Similar as for functional tests it is recommended to use Cest format for acceptance testing:
./vendor/bin/codecept g:cest acceptance MyNewScenarioCest
Advanced template also has Codeception preinstalled with examples of unit, functional, and acceptance tests. However, you won’t find tests
folder in a root of application. This because every application frontend
, backend
, and their common
has their own tests. This is done to have tests and source to be placed in a same location. To run all tests from all application at once, you should execute codecept run
from a project root. Global codeception.yml
config was written to include tests from all applications.

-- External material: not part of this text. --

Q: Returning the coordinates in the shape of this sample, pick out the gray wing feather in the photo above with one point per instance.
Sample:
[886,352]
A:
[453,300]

Tests also include namespaces for testcase classes and testers to avoid conflicts between tests from different applications.
To start you need to install Codeception via Composer
composer require "codeception/codeception" --dev
Create basic test suites
./vendor/bin/codecept bootstrap
Enable module Yii2 for functional tests inside functional.suite.yml
:
# functional.suite.yml
modules:
enabled:
- Yii2:
configFile: #insert path to config file
The only required parameter for Yii2 module is configFile
. This file with configuration for test configuration of Yii application. It should merge original application config overriding id
value and provide different database for testing:
<?php
// config/test.php
$config = yii\helpers\ArrayHelper::merge(
require(__DIR__ . '/main.php'),
require(__DIR__ . '/main-local.php'),
[
'id' => 'app-tests',
'components' => [
'db' => [
'dsn' => 'mysql:host=localhost;dbname=yii_app_test',
]
]
]
);
return $config;
Test config is recommended to store in config
folder of application. You should provide path to test config relatively to codeception.yml
file.
Please also make sure that YII_ENV
constant is set to test
as it is done in tests/_bootstrap.php
file of basic and advanced app templates.
Once you configured functional tests it should be easy to create setup for unit and acceptance tests, as it is described in this guide.
In basic and advanced application templates configFile
is defined in global configuration file:
# inside codeception.yml
modules:
config:
Yii2:
configFile: 'config/test.php'
This way we don’t need to provide test config for each defined suite.